Making Codegen Pluggable#
This document describes various code generation and runtime concepts that can be used to make Smithy code generators open to extension.
Why make codegen extensible?#
Smithy code generators need to be extensible so that optional features can be contributed to augment generated code. For example, Smithy code generators can generate generic clients that know how to send requests to an endpoint, but AWS SDK code generators resolve endpoints based on other configuration settings like regions. Smithy code generators should have no built-in concept of "region", and instead they should rely on codegen integrations that can augment generated code based on the presence of traits and configuration found in smithy-build.json files.
Integrations#
Integrations are the primary abstraction used to customize Smithy code generators. Integrations are found on the classpath using Java Service Provider Interfaces (SPI) and are used to customize Smithy code generators.
What can integrations customize?#
Various aspects of a Smithy code generator can be customized. For example:
- Generate custom files like licenses, readmes, etc.
- Preprocess the model (e.g., validate that the model uses only features supported by the generator, remove unsupported features, add codegen specific traits, etc)
- Add parameters used to configure a client (e.g., constructor arguments, builder parameters, etc)
- Inject interceptors into the client automatically (based on traits or opt-in flags)

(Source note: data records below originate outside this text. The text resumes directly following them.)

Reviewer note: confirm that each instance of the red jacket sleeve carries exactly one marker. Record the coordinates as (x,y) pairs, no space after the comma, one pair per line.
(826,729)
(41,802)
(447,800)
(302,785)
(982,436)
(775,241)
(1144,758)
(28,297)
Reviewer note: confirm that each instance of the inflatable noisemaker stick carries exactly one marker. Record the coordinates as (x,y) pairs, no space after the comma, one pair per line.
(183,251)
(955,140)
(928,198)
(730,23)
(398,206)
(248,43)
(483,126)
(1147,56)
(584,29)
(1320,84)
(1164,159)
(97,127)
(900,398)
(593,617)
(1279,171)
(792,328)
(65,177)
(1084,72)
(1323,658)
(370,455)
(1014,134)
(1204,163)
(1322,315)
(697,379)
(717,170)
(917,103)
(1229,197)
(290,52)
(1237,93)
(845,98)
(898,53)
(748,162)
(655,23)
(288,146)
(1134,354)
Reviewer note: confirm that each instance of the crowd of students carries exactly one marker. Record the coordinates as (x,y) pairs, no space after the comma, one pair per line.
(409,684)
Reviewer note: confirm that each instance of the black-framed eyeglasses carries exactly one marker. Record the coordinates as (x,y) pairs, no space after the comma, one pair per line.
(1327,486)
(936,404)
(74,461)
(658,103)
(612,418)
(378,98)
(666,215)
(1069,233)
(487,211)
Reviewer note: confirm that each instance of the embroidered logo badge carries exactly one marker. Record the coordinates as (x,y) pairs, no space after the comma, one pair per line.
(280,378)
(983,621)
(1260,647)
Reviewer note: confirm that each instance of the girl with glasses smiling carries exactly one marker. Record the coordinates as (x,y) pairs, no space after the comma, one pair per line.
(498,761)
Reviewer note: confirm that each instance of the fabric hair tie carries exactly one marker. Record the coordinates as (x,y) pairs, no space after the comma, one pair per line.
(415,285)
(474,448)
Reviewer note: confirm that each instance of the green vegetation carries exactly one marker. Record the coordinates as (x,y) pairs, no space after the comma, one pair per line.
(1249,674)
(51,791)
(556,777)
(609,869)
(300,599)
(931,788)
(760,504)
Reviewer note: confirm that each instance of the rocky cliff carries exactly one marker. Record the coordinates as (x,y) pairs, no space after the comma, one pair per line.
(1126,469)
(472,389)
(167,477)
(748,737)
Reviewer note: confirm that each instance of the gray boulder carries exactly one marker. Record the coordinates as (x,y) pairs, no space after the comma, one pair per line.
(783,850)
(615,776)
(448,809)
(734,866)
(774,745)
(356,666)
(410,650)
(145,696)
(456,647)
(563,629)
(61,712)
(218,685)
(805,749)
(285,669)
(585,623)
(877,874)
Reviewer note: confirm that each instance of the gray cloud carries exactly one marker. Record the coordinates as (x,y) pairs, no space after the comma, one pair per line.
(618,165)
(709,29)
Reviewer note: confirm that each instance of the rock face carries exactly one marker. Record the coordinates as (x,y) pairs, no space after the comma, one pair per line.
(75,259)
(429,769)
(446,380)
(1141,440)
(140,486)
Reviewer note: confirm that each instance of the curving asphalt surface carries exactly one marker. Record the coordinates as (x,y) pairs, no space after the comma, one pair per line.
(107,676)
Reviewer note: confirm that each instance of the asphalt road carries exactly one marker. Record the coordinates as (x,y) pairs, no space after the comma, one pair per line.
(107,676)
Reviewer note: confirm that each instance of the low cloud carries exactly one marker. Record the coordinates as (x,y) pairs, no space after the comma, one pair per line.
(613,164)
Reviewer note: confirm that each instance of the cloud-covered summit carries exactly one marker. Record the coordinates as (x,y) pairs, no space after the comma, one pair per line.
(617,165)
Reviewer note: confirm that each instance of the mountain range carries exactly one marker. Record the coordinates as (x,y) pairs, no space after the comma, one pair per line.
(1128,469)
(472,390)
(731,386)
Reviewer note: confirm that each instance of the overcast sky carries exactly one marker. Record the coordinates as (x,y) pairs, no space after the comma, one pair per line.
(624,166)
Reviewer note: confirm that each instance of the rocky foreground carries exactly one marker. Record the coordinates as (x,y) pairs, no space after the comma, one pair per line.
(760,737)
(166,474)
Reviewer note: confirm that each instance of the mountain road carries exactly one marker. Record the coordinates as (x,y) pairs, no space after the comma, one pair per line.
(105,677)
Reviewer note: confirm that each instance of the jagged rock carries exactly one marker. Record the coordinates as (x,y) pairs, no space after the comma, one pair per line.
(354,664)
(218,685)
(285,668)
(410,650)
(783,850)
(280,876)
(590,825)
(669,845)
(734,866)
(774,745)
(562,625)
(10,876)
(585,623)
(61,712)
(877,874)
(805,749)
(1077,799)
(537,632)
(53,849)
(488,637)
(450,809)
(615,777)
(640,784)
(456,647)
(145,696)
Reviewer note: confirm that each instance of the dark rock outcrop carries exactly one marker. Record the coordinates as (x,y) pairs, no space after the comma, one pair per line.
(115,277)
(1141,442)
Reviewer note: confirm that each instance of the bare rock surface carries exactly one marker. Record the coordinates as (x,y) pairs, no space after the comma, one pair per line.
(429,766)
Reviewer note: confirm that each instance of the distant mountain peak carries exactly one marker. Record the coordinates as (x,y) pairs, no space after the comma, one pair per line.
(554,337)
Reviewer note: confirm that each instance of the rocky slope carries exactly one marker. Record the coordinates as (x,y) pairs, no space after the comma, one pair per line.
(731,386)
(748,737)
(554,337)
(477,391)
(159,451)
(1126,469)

- Inject custom client or server HTTP request headers
- Contribute available protocol implementations that a generator can choose from when generating clients or servers
- Contribute authentication scheme implementations that a generator can choose from when generating clients or servers
- Intercept and modify sections of generated code (this feature is part of AbstractCodeWriter)
- Add dependencies either unconditionally or based on the presence of shapes and traits in the model
- Modify the SymbolProvider used to convert shapes into code (e.g., add custom reserved words, change how names are generated, etc.)
- Add custom retry-strategies
Only customize through opt-in#
Simply finding an integration on the classpath should not enable the integration. Integrations should only be enabled through opt-in signals. Traits found in the model and feature configuration in smithy-build.json are used to enable customizations performed by integrations.
Creating a SmithyIntegrations
#
Smithy codegen provides a pre-built integration interface, SmithyIntegration, that should be used by every Smithy code generator. Using this standardized interface ensures all code generators follow the same basic framework and makes it easier to contribute features that span multiple code generators.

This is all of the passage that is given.